Reputation: 1782
I have an RDD
that needs to access data from another RDD
. However, I always get a Task not Serializable
error. I have extended the Serializable
Class however it has not worked. The code is:
val oldError = rddOfRatings.aggregate(0.0)((accum, rating) =>
accum + calcError(rating.rating,
us.lookup(rating.user)(0),
it.lookup(rating.product)(0)).abs, _+_ ) / rddSize
Where us
, it
and rddOfRatings
are the other RDD
's. What I don't understand is, that if an RDD
is immutable, then why won't it let me allow access to an RDD
from within another RDD
? The problem seems to lie with us
and it
as when I remove them for a local collection it works fine.
Thank you.
Upvotes: 2
Views: 1607
Reputation: 37435
rdd.lookup
1 is an expensive operation that you probably don't want to do even if you could.
Also, "serializing" an RDD does not make sense, as an RDD is just a reference to data and not data in itself.

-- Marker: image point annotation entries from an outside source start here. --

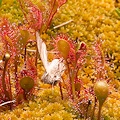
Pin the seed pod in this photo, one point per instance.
(64, 48)
(101, 91)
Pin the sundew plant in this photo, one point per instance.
(57, 66)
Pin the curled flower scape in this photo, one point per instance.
(54, 69)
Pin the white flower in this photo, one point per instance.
(54, 69)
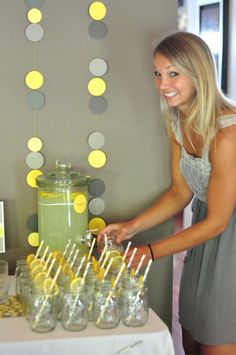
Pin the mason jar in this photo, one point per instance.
(106, 305)
(43, 310)
(133, 303)
(74, 309)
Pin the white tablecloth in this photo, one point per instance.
(16, 338)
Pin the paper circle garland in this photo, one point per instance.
(96, 206)
(31, 177)
(96, 187)
(80, 203)
(34, 32)
(33, 239)
(97, 104)
(34, 3)
(34, 15)
(96, 140)
(97, 10)
(97, 159)
(34, 79)
(35, 144)
(35, 160)
(96, 224)
(96, 86)
(98, 67)
(35, 100)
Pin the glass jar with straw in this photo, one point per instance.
(133, 302)
(106, 305)
(43, 310)
(74, 309)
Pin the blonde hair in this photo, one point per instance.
(191, 55)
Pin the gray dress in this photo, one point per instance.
(207, 298)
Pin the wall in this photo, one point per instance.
(137, 168)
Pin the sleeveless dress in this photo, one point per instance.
(207, 297)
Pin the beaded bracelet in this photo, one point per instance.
(151, 252)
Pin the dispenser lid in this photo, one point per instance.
(62, 176)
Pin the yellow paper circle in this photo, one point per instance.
(96, 86)
(31, 177)
(97, 158)
(96, 223)
(35, 144)
(33, 239)
(97, 10)
(34, 15)
(34, 79)
(80, 203)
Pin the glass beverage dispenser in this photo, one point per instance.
(62, 207)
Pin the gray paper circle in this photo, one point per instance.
(34, 160)
(97, 104)
(98, 67)
(34, 3)
(34, 32)
(96, 140)
(96, 206)
(97, 29)
(96, 187)
(35, 100)
(32, 223)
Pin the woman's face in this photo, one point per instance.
(175, 87)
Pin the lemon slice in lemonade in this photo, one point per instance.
(50, 286)
(36, 270)
(117, 262)
(37, 262)
(40, 278)
(30, 258)
(67, 270)
(75, 284)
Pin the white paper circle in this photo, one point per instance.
(34, 32)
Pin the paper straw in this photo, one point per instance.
(80, 266)
(78, 294)
(146, 271)
(45, 253)
(107, 269)
(66, 248)
(131, 258)
(74, 258)
(140, 290)
(110, 293)
(126, 250)
(39, 248)
(47, 261)
(102, 255)
(71, 252)
(50, 267)
(139, 265)
(37, 318)
(105, 259)
(91, 248)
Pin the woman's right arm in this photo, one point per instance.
(169, 204)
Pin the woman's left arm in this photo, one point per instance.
(221, 198)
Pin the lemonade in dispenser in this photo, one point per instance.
(62, 207)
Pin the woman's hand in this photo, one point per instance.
(141, 250)
(120, 231)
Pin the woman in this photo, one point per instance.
(201, 123)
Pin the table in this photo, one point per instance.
(154, 338)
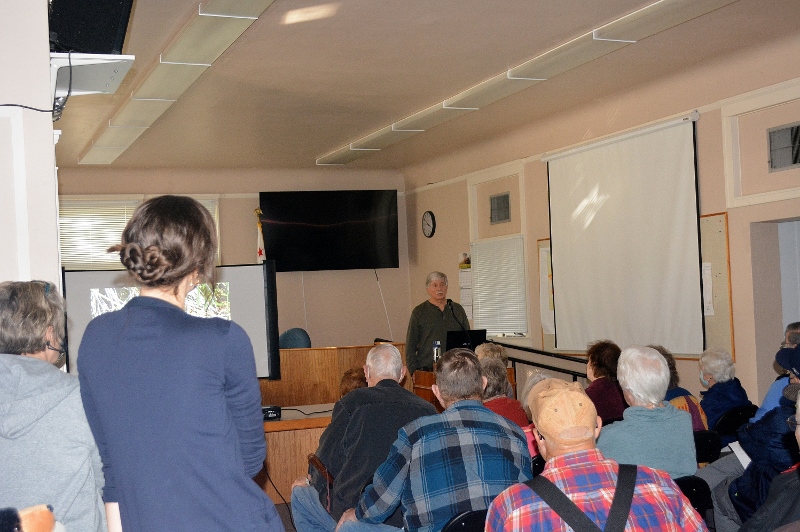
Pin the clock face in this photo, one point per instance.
(428, 224)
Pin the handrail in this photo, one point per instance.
(515, 360)
(540, 352)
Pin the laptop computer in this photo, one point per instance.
(470, 338)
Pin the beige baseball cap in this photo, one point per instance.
(562, 412)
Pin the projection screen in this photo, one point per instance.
(624, 240)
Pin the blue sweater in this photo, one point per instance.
(660, 438)
(174, 405)
(722, 397)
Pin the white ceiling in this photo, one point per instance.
(284, 95)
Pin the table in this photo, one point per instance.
(289, 442)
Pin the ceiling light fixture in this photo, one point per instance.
(206, 35)
(601, 41)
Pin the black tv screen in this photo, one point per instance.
(330, 230)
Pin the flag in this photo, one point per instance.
(260, 257)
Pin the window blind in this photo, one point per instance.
(87, 227)
(498, 276)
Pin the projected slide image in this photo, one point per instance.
(202, 301)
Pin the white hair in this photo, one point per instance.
(435, 276)
(644, 374)
(533, 378)
(718, 363)
(385, 361)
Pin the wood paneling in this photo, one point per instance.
(287, 457)
(311, 376)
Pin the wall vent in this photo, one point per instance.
(500, 208)
(784, 147)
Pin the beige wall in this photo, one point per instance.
(449, 204)
(337, 308)
(704, 88)
(28, 193)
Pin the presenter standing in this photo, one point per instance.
(172, 399)
(430, 321)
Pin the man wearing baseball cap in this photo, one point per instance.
(566, 429)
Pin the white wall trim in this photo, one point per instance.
(17, 169)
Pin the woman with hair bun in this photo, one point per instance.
(173, 400)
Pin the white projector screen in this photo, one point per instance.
(625, 244)
(240, 297)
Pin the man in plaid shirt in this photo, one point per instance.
(445, 464)
(566, 428)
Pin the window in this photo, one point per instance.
(500, 208)
(499, 299)
(784, 147)
(90, 225)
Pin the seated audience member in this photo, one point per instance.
(681, 398)
(363, 426)
(492, 350)
(791, 337)
(724, 392)
(534, 377)
(448, 463)
(782, 505)
(653, 432)
(567, 426)
(603, 389)
(495, 395)
(353, 378)
(48, 452)
(739, 490)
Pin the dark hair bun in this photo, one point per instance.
(147, 265)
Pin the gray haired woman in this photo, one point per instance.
(49, 454)
(718, 374)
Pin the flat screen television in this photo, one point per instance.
(245, 294)
(330, 229)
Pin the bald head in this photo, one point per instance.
(384, 362)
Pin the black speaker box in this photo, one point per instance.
(89, 26)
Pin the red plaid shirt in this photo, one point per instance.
(589, 480)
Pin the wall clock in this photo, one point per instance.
(428, 224)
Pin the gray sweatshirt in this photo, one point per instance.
(47, 452)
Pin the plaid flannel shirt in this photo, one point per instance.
(589, 480)
(445, 464)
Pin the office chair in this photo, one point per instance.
(697, 491)
(471, 521)
(734, 418)
(708, 445)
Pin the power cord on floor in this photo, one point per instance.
(281, 496)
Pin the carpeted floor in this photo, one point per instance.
(284, 510)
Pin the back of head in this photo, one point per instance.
(643, 373)
(435, 276)
(603, 357)
(563, 414)
(27, 309)
(385, 362)
(496, 375)
(718, 363)
(793, 333)
(674, 378)
(533, 378)
(491, 350)
(458, 375)
(353, 378)
(168, 238)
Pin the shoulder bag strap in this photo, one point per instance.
(562, 505)
(623, 497)
(574, 517)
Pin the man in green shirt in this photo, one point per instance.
(430, 321)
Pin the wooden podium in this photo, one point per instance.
(311, 376)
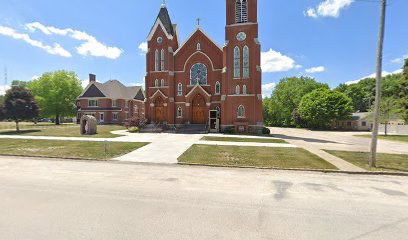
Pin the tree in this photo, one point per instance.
(286, 98)
(363, 93)
(403, 93)
(19, 83)
(56, 93)
(388, 111)
(19, 105)
(322, 107)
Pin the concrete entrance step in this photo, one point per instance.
(193, 129)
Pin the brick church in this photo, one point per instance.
(199, 81)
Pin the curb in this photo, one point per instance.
(404, 174)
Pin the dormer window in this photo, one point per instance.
(241, 11)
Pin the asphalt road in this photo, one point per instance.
(42, 199)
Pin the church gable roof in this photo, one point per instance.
(113, 89)
(92, 91)
(198, 33)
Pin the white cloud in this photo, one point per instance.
(273, 61)
(143, 48)
(399, 60)
(328, 8)
(374, 75)
(316, 69)
(90, 47)
(310, 13)
(267, 89)
(3, 89)
(84, 83)
(54, 50)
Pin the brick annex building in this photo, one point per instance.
(184, 83)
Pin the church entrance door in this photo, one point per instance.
(199, 109)
(159, 110)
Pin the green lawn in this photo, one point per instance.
(66, 149)
(65, 130)
(399, 138)
(385, 162)
(237, 139)
(254, 156)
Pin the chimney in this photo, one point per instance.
(92, 78)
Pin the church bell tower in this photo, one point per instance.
(242, 63)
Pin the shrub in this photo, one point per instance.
(229, 130)
(138, 122)
(133, 129)
(266, 131)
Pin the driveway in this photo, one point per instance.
(42, 199)
(332, 140)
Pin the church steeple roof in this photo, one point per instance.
(165, 19)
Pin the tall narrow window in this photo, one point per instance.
(198, 74)
(241, 112)
(237, 62)
(162, 60)
(179, 112)
(217, 88)
(241, 11)
(246, 62)
(156, 61)
(180, 89)
(218, 111)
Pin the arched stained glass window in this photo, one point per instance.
(156, 61)
(237, 62)
(246, 62)
(179, 112)
(241, 112)
(180, 89)
(162, 60)
(198, 74)
(217, 88)
(241, 11)
(218, 111)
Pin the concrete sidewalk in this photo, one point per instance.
(165, 148)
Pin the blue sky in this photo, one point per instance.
(331, 40)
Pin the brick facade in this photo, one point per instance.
(165, 103)
(106, 111)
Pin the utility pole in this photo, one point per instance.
(374, 138)
(5, 76)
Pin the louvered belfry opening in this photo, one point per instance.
(241, 11)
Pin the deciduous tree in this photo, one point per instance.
(403, 93)
(286, 98)
(19, 105)
(321, 107)
(56, 93)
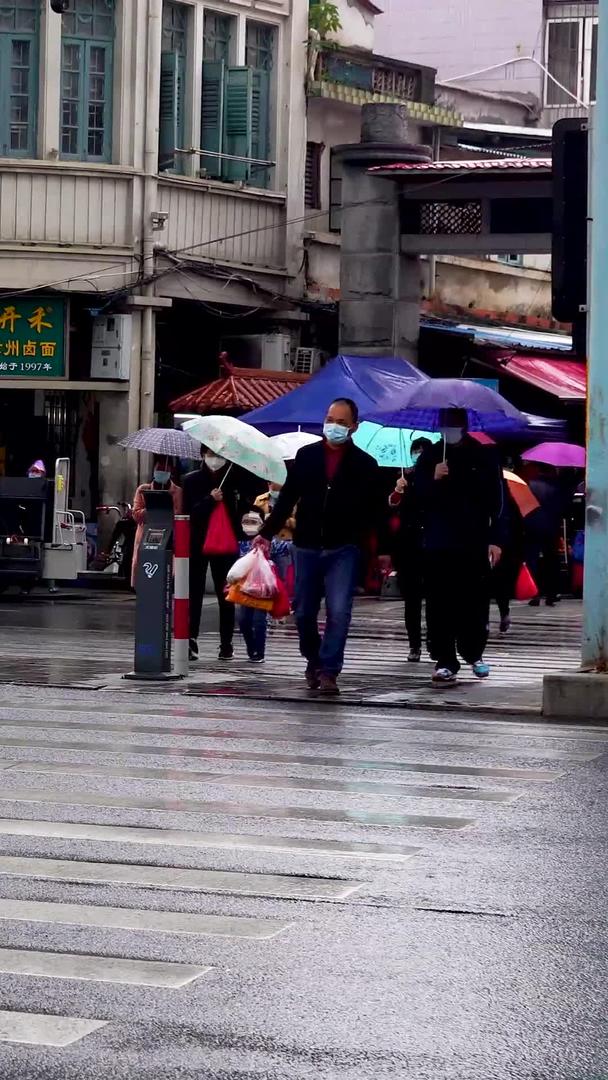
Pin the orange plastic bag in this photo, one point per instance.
(234, 595)
(525, 586)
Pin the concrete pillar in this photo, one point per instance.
(380, 288)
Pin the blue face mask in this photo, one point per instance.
(336, 433)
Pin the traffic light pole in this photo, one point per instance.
(595, 605)
(583, 696)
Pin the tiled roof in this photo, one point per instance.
(241, 388)
(482, 165)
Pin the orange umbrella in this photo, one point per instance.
(521, 493)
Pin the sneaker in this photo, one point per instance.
(481, 670)
(328, 684)
(443, 676)
(312, 677)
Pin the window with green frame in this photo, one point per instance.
(173, 86)
(235, 108)
(18, 77)
(88, 35)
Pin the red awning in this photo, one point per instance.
(563, 378)
(240, 389)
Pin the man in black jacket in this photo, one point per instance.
(337, 494)
(459, 488)
(205, 488)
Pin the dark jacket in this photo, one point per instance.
(465, 511)
(198, 501)
(330, 515)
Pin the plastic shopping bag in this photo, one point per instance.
(220, 538)
(234, 595)
(260, 580)
(241, 568)
(281, 606)
(525, 586)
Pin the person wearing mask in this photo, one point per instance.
(459, 491)
(407, 552)
(161, 482)
(338, 494)
(217, 482)
(253, 622)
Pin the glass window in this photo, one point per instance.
(88, 32)
(18, 62)
(217, 37)
(260, 45)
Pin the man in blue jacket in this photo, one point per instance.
(459, 490)
(339, 497)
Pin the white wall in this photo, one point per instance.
(357, 26)
(462, 36)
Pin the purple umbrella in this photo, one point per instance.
(421, 406)
(561, 455)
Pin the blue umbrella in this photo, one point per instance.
(391, 447)
(422, 404)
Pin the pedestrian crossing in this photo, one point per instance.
(156, 880)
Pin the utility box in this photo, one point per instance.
(112, 341)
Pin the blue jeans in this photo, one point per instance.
(332, 575)
(253, 624)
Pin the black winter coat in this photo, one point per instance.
(332, 514)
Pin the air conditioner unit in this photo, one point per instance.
(112, 340)
(307, 361)
(270, 351)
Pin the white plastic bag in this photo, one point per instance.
(241, 568)
(259, 580)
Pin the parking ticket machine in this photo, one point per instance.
(153, 615)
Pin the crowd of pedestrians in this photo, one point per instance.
(450, 529)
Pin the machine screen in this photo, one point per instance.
(154, 536)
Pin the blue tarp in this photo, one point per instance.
(374, 382)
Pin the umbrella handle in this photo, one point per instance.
(226, 474)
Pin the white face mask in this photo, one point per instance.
(453, 435)
(214, 462)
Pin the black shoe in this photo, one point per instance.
(312, 677)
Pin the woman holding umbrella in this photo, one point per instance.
(161, 482)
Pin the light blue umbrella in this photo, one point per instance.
(391, 447)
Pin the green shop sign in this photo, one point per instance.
(32, 338)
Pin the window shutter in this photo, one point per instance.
(260, 142)
(213, 115)
(171, 110)
(238, 125)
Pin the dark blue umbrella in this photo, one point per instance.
(422, 403)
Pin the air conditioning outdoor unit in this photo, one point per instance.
(307, 361)
(110, 353)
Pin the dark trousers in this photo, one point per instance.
(458, 593)
(219, 566)
(253, 623)
(332, 575)
(411, 589)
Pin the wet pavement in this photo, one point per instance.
(211, 889)
(85, 639)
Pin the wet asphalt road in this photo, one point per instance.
(320, 891)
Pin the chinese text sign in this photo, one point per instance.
(32, 338)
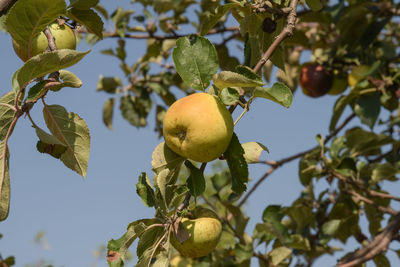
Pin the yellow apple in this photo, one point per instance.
(357, 73)
(205, 231)
(63, 35)
(178, 261)
(198, 127)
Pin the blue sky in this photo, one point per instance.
(79, 215)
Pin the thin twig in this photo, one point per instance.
(162, 37)
(8, 106)
(378, 245)
(276, 164)
(286, 32)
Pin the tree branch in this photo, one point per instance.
(5, 5)
(286, 32)
(379, 245)
(276, 164)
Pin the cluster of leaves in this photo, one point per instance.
(166, 194)
(69, 138)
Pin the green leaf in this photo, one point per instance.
(209, 22)
(233, 79)
(229, 96)
(145, 191)
(43, 64)
(330, 227)
(383, 172)
(73, 133)
(6, 113)
(252, 151)
(278, 93)
(135, 110)
(4, 182)
(164, 158)
(195, 60)
(49, 144)
(280, 254)
(338, 109)
(148, 244)
(195, 182)
(367, 108)
(248, 72)
(108, 110)
(109, 84)
(234, 156)
(36, 92)
(314, 5)
(117, 249)
(89, 19)
(23, 28)
(83, 4)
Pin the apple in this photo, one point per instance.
(205, 231)
(357, 74)
(198, 127)
(315, 80)
(63, 35)
(178, 261)
(339, 84)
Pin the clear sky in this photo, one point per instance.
(79, 215)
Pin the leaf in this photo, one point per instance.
(278, 93)
(195, 60)
(108, 110)
(116, 249)
(164, 158)
(237, 165)
(367, 108)
(135, 110)
(314, 5)
(383, 172)
(147, 245)
(89, 19)
(195, 182)
(280, 254)
(145, 191)
(252, 151)
(229, 96)
(4, 182)
(330, 227)
(338, 109)
(49, 144)
(109, 84)
(45, 63)
(209, 22)
(73, 133)
(233, 79)
(83, 4)
(23, 27)
(6, 113)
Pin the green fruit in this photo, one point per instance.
(357, 74)
(198, 127)
(64, 39)
(205, 231)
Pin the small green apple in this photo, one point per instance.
(357, 73)
(205, 231)
(198, 127)
(63, 35)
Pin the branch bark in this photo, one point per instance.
(5, 5)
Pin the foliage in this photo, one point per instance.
(339, 35)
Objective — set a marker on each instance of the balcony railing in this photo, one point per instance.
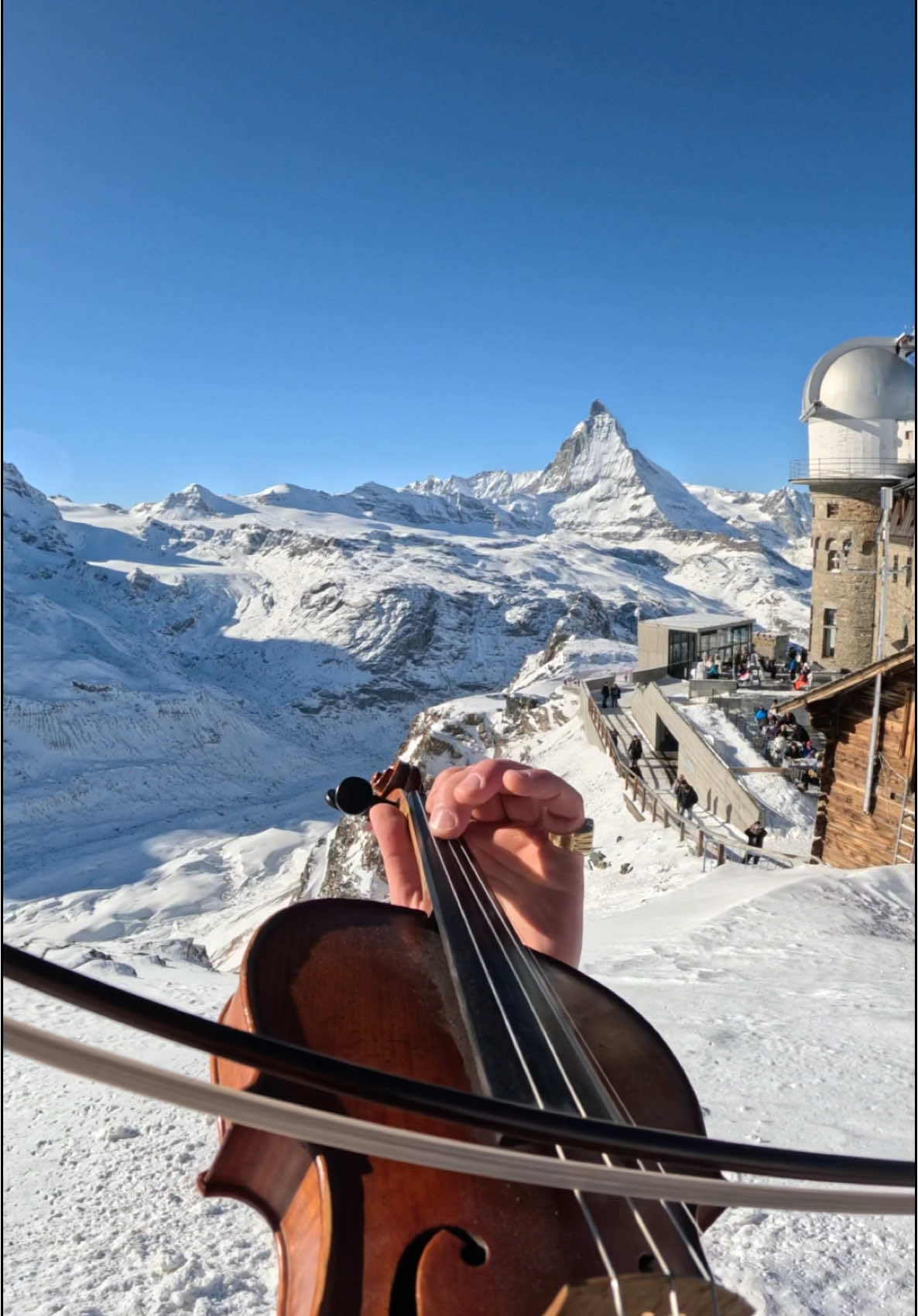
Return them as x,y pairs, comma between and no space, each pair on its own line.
850,469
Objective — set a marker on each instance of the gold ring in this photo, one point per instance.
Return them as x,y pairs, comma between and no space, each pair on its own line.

The approach to take here will probably depend on the size of those datasets. If us
and it
RDDs are about the same size as rddOfRatings
(which is what it looks like, given the intended lookups), the best way would be to join those beforehand.
// please note I'm not aware of the actual structure of your collections, so take this as an illustrative example
val ratingErrorByUser = us.map(u => (u.id, u.error))
val ratingErrorByProduct = it.map(i=> (i.id, i.error))
val ratingsBykey = rddOfRatings.map(r=> (r.user, (r.product, r.rating)))
val ratingsWithUserError = ratingsByKey.join(ratingErrorByUser)
val ratingsWithProductError = ratingsWithUserError.map{case (userId, ((prodId, rating),userErr))} => (prodId,(rating, userErr))}
val allErrors = ratingsWithProductError.join(ratingErrorByProduct)
val totalErr = allErrors.map{case (prodId,((rating, userErr),prodErr)) => calcError(userErr, math.abs(prodErr), rating)}.reduce(_+_)
val total = totalErr / rddOfRatings.count
This is probably a lot easier with Spark DataFrame API
1 if lookup is a must (doesn't look like in this case!), have a look at Spark IndexedRdd
Upvotes: 2
Reputation: 1431
RDD's are indeed unserializable due to the variables they have to capture (SparkContext for example). To get around this problem, join the three RDDs together, and you will have all the necessary values in your accumulator closure.
Upvotes: 3